Frank Matcham (below) was the architect who designed the London Palladium relatively late in his career (he was in his fifties). He was born in Newton Abbot in 1854 and was articled to a local architect before working for Jethro T. Robinson who was the architect to the Lord Chamberlain. Robinson had designed several theatres, including the Theatre Royal, Margate and the auditorium of the Old Vic.

Matcham married his employer's daughter and when Robinson died in 1878 he took over the specialised theatre practice. The entertainment business was doing well and by 1890 the new variety syndicates were making excellent profits. During this time many new theatres were built or old ones were re-cast. There had been a number of disastrous fires in the 1880s and safety controls became more rigorous. Drinking was banned from the auditoriums as the theatre owners wanted to shed the old beery music hall image.

Matcham produced approximately 90 new theatres and 40 reconstructions as well as a number of other designs in collaboration with other architects. It is estimated that Matcham can be credited with designing approximately 150 theatres. Nearly all of his theatres had separate entrances on every level so that customers did not mix with another of a different class all having alternative exits in case of an emergency.

Matcham tried to ensure that his designs gave all audience members a good view of the stage. His interior decorations ranged from Rococo in the Lyric Hammersmith to Elizabethan motifs at Richmond Theatre to Indian Baroque at the Hackney Empire.

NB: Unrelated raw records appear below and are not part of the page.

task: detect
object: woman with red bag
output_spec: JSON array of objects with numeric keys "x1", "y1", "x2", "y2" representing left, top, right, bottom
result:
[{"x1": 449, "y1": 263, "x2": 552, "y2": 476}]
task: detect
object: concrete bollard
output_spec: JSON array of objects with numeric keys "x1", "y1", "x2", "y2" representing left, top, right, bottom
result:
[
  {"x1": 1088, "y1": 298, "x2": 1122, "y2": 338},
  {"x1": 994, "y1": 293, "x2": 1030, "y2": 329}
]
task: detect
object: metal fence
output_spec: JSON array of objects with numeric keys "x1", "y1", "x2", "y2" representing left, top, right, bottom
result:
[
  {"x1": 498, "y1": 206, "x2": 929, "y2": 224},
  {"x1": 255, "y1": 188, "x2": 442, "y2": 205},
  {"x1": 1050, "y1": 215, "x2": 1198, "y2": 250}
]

The site that the Palladium was built on was L-shaped and until the early 1860s had been occupied by four houses in Great Marlborough Street and a mansion called Argyll House which was set back from Argyll Street. Argyll House was demolished in 1864 by a wine merchant called George Haig who then built the Corinthian Bazaar and Exhibition rooms designed by Owen Lewis. This venture failed and in 1871 it was converted into a circus by Frederick Charles Hengler (see picture below). The building was unsafe and the circus was redesigned by C. J. Phipps, a leading theatre architect, in 1884. The circus was used for 22 years and in 1895 it was converted into an ice skating rink. The circus had stiff competition from lavish entertainmnent at the Hippodrome and in 1909 it was sold to Walter Gibbons and the Capital Syndicate Limited.

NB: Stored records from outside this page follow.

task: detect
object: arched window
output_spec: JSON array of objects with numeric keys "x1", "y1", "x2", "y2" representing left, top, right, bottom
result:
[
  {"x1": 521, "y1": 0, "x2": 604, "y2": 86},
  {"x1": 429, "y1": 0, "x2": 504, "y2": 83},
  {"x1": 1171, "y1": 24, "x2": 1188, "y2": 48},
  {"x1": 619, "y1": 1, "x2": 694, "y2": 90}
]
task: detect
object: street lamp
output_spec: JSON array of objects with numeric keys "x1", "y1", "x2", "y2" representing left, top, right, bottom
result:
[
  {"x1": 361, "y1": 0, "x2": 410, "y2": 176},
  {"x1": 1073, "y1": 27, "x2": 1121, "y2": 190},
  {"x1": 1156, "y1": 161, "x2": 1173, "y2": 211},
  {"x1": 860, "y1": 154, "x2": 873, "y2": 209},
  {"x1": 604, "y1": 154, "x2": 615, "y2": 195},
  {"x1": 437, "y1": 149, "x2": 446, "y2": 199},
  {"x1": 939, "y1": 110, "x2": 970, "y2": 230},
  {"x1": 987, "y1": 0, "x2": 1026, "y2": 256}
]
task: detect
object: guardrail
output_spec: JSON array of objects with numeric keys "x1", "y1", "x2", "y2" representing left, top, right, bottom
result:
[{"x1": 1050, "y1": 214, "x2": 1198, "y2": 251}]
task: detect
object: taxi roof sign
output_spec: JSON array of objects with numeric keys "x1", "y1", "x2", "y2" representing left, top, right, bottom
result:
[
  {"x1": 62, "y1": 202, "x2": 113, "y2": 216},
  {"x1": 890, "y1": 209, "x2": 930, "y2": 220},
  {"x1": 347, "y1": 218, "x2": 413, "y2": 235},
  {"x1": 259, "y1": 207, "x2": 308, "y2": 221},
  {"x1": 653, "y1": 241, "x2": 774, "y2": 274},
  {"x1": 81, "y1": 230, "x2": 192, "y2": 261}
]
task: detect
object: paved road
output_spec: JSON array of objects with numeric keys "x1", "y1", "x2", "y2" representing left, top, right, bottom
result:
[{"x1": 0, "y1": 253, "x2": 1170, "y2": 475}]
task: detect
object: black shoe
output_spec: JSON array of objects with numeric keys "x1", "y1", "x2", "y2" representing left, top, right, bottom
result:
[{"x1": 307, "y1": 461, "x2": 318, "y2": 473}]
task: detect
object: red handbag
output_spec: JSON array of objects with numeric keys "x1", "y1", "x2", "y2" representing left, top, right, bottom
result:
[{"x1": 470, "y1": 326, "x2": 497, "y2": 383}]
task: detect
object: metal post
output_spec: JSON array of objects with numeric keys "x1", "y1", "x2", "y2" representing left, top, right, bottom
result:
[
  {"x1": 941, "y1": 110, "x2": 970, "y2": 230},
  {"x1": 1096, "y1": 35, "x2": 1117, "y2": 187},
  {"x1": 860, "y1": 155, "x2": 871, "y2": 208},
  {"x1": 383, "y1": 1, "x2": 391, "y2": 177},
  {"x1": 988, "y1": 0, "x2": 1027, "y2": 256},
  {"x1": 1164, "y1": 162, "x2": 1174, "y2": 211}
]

Gibbons wanted to create a variety palace to challenge the Hippodrome, the Coliseum and Alfred Butt's Palace - the first two were designed by Frank Matcham. When the Palladium was built it was described as "the latest thing in music halls" and "the last word in luxury". It had a booking hall the size of a main post office, a Palm Garden with a string orchestra, a Ladies Boudoir with "reading and writing requisites", a hairdresser's, dressing rooms, tea-room and everything was embellished with marble, white, cream, coral and gold leaf decorations and gold and green draperies.

The theatre's capacity is 2,286 and Matcham designed it so that every seat has a good view of the stage. Matcham died of blood poisoning in 1920.

I saw Dita Von Teese perform at the Palladium last year and I felt that the door to the ladies power room was very apt! The acts who perform at the Palladium may change over the years, but Matcham's design works as well today as it did on its opening evening on Boxing Day 1910.